A reaproximação das autoridades civis e eclesiais para promover a causa de beatificação da rainha Isabel I de Castela traz ao debate público uma verdade frequentemente obscurecida pelas narrativas do secularismo moderno: a política pode e deve ser um meio de santificação e de promoção da ordem cristã. A Doutrina Católica ensina que os governantes são chamados por Deus a exercer a autoridade com justiça, submetendo o poder temporal à Lei Natural e ao bem comum das almas. O reinado de Isabel a Católica sobressai na história como um modelo de reintegração da fé no coração da vida pública, em marcante contraste com o relativismo e o esvaziamento moral que caracterizam as lideranças políticas contemporâneas.

O empenho da rainha na evangelização do Novo Mundo e a sua determinação explícita em defender a liberdade e a dignidade humana dos nativos americanos desmentem as falsas revisões históricas ideológicas. Enquanto correntes ideológicas contemporâneas e a indústria cultural — altamente influenciada por agendas identitárias e pela promoção de conteúdos nocivos, como a cultura LGBT e o relativismo comportamental — tentam reescrever o passado para atacar a Igreja Católica, a figura de Isabel permanece como um escudo contra o esquecimento das raízes cristãs do Ocidente. A história demonstra que a verdadeira promoção da dignidade humana não nasce de engenharistas sociais ou de modismos ideológicos, mas da aplicação fiel do Evangelho de Nosso Senhor Jesus Cristo.

A Igreja Católica, no seu papel de depositária da verdade, reconhece que a vida de Isabel de Castela atesta a possibilidade de manter a integridade moral, a devoção orante e a fidelidade aos mandamentos de Deus mesmo em meio às complexidades do governo e do exercício do poder estatal.
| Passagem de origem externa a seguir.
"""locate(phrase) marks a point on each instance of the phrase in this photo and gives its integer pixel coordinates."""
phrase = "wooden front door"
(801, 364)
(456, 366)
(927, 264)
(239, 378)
Em uma época na qual os meios de comunicação e os produtos de entretenimento massivo buscam erodir a fé, dessensibilizar as famílias e ridicularizar as virtudes tradicionais, a celebração de governantes virtuosos lembra aos fiéis que a história é guiada pela Providência Divina e que o compromisso com a verdade não admite concessões.

Que a causa de beatificação da rainha Isabel I avance segundo a vontade de Deus, servindo de inspiração para que as famílias católicas, os jovens e os homens públicos tenham a coragem de defender a fé sem respeitos humanos. Diante da investida do secularismo e da difusão de ideologias contrárias à família e à vida, peçamos a Deus que suscite na sociedade moderna líderes verdadeiramente comprometidos com a restauração da cultura católica e com o reinado social de Nosso Senhor Jesus Cristo.